According to figures released by Human Genome Sciences, Incyte leads
in the human gene patent race with 353 United States patents issued,
followed by Human Genome Sciences (114 patents), SmithKline Beecham
(60), the United States government (49), the University of California
(46) and Massachusetts General Hospital in Boston (45).
The biotechnology companies have yet to prove their ability to
translate their research into revenues, much less profits. Yet these
stocks helped drive the Nasdaq composite to an 86 percent gain last
year, the best performance by a major index ever in the United States.
By traditional valuation standards, the Nasdaq is extraordinarily
expensive, leaving some analysts worried that it is overdue for a
sharp drop. The average Nasdaq stock trades at well over 100 times
expected 2000 earnings, and some large Internet and computer stocks
trade at unheard-of price-earnings multiples of 500 or more.
A drop in the biotech and computer highfliers could shake the broader
stock market, analysts said, which has already been rattled by the
Federal Reserve's recent increases in short-term interest rates,
analysts said. For the year, the Dow Jones industrial average is down
more than 14 percent, and the Standard & Poor's 500 index is off 7.5
percent, while the Nasdaq is up 16 percent.
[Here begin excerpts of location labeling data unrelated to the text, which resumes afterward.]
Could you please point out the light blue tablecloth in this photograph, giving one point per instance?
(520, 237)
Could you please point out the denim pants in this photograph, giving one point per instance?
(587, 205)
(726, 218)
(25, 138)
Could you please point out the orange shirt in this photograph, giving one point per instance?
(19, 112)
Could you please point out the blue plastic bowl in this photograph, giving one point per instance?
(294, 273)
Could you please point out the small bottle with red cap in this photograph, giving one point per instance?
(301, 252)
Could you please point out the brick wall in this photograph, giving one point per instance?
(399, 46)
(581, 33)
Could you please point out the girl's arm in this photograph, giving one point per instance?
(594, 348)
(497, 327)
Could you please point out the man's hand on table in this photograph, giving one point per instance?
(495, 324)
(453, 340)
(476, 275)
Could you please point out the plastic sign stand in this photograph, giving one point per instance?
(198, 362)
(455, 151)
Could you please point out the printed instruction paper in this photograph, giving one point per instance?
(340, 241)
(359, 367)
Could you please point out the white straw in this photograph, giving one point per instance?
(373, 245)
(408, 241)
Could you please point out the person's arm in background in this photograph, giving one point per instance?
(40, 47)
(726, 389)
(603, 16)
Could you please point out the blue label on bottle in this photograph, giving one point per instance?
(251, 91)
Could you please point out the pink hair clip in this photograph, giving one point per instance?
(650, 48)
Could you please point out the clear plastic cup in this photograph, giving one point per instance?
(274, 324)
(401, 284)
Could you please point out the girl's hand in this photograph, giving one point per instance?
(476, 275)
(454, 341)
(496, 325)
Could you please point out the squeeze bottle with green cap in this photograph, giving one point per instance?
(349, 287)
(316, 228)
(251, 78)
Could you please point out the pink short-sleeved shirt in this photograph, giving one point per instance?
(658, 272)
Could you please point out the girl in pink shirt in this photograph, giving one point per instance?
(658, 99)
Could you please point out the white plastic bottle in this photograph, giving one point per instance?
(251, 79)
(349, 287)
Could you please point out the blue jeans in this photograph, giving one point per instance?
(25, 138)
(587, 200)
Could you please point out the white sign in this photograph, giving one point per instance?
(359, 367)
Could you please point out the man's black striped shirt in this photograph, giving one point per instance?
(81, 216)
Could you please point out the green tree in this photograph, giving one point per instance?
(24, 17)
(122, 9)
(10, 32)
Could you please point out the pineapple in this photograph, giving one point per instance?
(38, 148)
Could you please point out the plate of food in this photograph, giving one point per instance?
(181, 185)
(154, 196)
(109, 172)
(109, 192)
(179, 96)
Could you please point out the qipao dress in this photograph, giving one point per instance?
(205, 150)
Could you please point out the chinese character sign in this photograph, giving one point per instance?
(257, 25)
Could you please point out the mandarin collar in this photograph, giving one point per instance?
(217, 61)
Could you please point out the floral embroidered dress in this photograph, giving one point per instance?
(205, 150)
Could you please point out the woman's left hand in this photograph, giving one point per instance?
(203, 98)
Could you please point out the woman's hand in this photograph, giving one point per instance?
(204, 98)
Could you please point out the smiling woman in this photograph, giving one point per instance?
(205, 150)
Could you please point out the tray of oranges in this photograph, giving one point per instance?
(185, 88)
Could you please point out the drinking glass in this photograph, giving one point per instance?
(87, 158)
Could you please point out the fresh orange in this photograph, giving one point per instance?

Douglas Cliggott, United States equities analyst at J. P. Morgan,
called the market "very fragile" because the stocks that are driving
it higher are already so expensive. "We see the kinds of price-
earnings multiples that the Nasdaq's trading at as being absolutely,
positively unsustainable," said Mr. Cliggott, who turned cautious in
Yesterday, broader indexes followed the Nasdaq down. After spending
most of the day up, the S.& P. slipped 24.47 points to 1,359.15, a
1.8 percent drop. The Dow industrials fell 135.89 points, or 1.4
percent, to 9,811.24. Analysts who have dared to be bearish have been
wrong for the last five years. Byron Wien, chief United States
investment strategist for Morgan Stanley Dean Witter, said the Nasdaq
was very volatile and that investors might shrug off this decline as
simply a buying opportunity. "We've had bad days in the Nasdaq
before, and they've snapped right back," Mr. Wien said. "What we have
to see is whether the 'buy the dips' mentality is broken."